FUTUREFORMS is an award-winning art and design studio based in the San Francisco Bay Area. Founded in 2009 by Jason Kelly Johnson and Nataly Gattegno, the duo have collaborated on a range of projects exploring the intersections of art and design with public space for over 20 years. Recent public art projects have included sculptural shade canopies, art pavilions, fine art objects, furniture and lighting, as well as large scale urban art installations and art master plan consulting.
Johnson and Gattegno’s commitment to public art stems from an interest in activating the urban realm by giving the public a way to engage, creating places for exchange, places for pause, or simply a point of connection. FUTUREFORMS’ artwork is experiential, playful, integrated, and engaged with its context, but also strives to present itself as an identifiable element in the built landscape. To do this the studio relies on rich, diverse, and multifaceted concepts that can resonate with diverse audiences, different ages, and a variety of uses: the passer-by, the tourist, or the neighbor, the adult or the toddler.

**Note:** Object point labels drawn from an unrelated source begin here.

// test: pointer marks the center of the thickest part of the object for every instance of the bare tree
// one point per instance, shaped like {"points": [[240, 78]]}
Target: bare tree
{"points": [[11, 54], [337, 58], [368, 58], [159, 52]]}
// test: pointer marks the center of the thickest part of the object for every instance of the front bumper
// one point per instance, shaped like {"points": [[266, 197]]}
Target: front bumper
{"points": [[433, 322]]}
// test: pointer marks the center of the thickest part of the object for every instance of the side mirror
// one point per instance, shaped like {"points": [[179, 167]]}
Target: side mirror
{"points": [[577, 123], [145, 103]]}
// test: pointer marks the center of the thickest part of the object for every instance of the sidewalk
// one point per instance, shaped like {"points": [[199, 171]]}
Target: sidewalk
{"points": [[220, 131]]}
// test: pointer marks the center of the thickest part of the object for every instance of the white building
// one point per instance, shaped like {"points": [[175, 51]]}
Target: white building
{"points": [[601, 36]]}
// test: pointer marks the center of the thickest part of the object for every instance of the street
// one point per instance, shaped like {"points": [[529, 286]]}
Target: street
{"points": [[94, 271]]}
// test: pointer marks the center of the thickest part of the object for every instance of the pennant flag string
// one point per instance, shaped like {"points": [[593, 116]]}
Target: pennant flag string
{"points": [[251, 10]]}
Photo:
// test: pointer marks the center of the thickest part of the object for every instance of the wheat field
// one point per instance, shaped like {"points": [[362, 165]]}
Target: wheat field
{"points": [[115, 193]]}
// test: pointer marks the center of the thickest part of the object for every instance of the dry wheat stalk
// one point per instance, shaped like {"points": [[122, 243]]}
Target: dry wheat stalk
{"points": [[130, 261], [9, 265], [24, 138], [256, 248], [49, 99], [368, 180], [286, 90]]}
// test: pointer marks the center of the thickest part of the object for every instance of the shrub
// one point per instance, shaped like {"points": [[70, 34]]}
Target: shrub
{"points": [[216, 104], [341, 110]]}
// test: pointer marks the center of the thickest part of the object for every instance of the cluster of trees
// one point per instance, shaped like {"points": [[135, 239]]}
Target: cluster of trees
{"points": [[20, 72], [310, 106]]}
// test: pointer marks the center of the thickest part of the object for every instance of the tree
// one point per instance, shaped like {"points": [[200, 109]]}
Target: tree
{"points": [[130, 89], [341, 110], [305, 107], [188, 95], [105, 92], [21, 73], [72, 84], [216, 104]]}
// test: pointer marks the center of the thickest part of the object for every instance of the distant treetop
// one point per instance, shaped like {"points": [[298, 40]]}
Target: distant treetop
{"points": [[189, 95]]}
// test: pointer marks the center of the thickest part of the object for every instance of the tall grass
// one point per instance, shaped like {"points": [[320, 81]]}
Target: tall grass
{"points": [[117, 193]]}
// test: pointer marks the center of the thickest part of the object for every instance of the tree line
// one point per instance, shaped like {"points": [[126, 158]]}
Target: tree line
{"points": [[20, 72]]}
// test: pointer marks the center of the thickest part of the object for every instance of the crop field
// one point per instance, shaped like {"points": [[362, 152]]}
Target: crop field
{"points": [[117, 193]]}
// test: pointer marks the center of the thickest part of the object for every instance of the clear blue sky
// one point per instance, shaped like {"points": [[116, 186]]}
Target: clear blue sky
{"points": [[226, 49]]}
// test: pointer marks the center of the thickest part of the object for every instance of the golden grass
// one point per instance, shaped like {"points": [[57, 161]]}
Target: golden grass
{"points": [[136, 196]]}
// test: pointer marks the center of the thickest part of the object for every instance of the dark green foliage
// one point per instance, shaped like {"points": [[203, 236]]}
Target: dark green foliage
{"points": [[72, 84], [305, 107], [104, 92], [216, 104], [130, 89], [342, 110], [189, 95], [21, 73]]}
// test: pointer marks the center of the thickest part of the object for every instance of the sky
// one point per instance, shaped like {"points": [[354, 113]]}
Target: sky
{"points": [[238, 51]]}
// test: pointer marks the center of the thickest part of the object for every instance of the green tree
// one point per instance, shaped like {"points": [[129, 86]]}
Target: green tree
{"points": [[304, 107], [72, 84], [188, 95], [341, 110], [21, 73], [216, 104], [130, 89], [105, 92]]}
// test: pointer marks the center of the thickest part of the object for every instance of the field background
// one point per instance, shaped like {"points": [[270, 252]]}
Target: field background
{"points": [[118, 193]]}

FUTUREFORMS’ work ranges in scale from free-standing pieces to those integrated into existing frameworks. Some projects require a collaborative approach with engineers, architects, and landscape architects, and an awareness of the agencies and stakeholders involved. Always intricately made, with a high degree of craft, the studio’s work varies in terms of effects, relying on geometry, light, and shadow to create memorable and impactful art.